Consider also this quote from his site:

"I have heard some skeptics state that the engines force would have been dispersed mainly sideways, but if this is so, what actually held up the 2,300lbs of lunar lander when it was on its descent to the Lunar surface?"

This too appears to argue that the characteristics (or even the presence) of an underlying surface is a key factor in how much thrust a rocket develops. Now there is a sort of ground effect when one is very near the surface, but that's not the essential component of thrust. It's merely tacked onto the basic thrust developed through Newtonian conservation of momentum.

And plume dispersal does affect the amount of thrust developed, but not the dispersal that occurs when the plume encounters a surface some distance away. In convergent-divergent nozzle designs, the nozzle converts pressure to velocity. Ideally the path of all exhaust molecules at the exit plane will be collinear and parallel to the axis of thrust, and the pressure of the exhaust gas will be equal to the ambient outside pressure. But it's practically impossible to achieve the ideal nozzle design for a vacuum (exit plane pressure of zero), and there will always be some residual pressure at the exit plane that will cause the plume to disperse and "waste" some thrust nonpropulsively. And it's even more difficult to design the ideal nozzle for a variable-thrust engine.

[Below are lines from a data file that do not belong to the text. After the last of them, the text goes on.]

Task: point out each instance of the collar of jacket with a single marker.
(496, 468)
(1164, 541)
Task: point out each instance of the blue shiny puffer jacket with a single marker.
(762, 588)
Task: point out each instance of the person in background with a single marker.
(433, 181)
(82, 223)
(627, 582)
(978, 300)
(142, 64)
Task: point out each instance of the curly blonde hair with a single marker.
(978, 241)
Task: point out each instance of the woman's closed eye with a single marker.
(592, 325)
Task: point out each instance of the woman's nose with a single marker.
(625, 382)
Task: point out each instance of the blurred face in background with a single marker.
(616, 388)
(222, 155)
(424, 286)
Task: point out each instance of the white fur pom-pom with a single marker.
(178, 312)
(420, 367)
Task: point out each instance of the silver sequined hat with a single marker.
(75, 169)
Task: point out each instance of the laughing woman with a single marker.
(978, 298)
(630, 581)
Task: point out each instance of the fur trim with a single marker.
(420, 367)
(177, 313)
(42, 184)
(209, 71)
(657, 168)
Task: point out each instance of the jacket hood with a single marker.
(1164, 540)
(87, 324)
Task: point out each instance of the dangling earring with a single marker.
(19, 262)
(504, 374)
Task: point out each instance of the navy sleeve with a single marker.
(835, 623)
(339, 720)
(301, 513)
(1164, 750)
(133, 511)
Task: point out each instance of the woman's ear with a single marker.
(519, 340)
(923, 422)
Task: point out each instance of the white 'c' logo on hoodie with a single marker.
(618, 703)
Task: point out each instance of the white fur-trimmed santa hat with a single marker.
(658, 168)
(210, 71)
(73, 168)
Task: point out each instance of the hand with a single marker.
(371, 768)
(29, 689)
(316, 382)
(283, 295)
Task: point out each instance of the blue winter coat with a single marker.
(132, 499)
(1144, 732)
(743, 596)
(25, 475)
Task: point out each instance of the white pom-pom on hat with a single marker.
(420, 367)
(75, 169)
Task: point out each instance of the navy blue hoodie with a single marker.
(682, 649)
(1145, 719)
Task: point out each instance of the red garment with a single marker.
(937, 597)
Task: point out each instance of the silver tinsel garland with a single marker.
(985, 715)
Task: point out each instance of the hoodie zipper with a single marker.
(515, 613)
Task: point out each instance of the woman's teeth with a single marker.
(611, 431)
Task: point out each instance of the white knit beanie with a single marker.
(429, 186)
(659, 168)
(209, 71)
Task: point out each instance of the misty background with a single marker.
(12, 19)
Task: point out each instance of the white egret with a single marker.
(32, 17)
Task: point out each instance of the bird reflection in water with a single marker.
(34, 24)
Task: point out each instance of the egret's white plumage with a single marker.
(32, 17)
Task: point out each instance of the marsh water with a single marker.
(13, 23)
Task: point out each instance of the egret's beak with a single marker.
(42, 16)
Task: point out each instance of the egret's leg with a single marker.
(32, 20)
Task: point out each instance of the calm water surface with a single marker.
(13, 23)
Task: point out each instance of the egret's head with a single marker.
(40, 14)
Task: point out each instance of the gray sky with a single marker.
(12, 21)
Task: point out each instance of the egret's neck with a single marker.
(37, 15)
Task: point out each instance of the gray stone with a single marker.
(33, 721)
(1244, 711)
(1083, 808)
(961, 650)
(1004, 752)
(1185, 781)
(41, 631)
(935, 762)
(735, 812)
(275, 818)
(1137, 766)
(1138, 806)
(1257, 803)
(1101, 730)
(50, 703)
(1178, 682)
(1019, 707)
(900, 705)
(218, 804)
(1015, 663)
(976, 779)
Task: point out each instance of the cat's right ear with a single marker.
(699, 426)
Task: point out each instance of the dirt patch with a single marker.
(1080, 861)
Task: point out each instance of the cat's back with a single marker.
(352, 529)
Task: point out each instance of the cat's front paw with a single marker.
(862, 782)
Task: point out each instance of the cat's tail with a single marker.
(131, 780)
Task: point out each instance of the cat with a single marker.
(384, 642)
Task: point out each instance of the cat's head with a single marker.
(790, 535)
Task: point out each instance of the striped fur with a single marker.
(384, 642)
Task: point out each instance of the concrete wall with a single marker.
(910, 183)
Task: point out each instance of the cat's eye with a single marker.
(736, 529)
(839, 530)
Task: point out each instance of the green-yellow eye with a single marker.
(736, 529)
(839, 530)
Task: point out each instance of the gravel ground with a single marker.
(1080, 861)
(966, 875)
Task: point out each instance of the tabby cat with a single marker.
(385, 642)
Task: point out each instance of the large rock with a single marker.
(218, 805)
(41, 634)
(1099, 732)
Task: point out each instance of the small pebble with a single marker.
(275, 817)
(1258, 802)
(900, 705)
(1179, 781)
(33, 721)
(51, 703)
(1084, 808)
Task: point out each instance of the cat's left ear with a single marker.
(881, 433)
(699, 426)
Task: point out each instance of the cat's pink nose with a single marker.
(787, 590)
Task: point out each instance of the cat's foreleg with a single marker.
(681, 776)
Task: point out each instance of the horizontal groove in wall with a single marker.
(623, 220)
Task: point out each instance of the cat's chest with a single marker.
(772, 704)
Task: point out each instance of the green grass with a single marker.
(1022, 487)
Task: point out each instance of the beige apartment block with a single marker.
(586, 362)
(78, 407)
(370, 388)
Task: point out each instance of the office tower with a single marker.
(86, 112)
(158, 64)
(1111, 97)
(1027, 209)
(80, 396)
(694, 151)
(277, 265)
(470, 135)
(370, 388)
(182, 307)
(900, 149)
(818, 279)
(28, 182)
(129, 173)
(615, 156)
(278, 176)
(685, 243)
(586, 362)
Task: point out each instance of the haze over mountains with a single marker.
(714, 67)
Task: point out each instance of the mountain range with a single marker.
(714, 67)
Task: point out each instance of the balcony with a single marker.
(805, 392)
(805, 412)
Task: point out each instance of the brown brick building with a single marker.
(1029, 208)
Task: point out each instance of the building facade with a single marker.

But this doesn't appear to be what Mr. Cosnette is talking about. A common, though inaccurate, abstraction of the principle of propulsion is that the LM "balances" on a "column" of exhaust. Balance is indeed important; the thrust vector must point through the center of mass. And there is indeed a column of exhaust -- the more columnar the better. But this is not the same physical arrangement as a static load balanced on an actual solid column. The density of the exhaust plume is, in fact, almost entirely irrelevant to the amount of thrust that engine produces.

Apparently Mr. Cosnette's common sense has failed him again.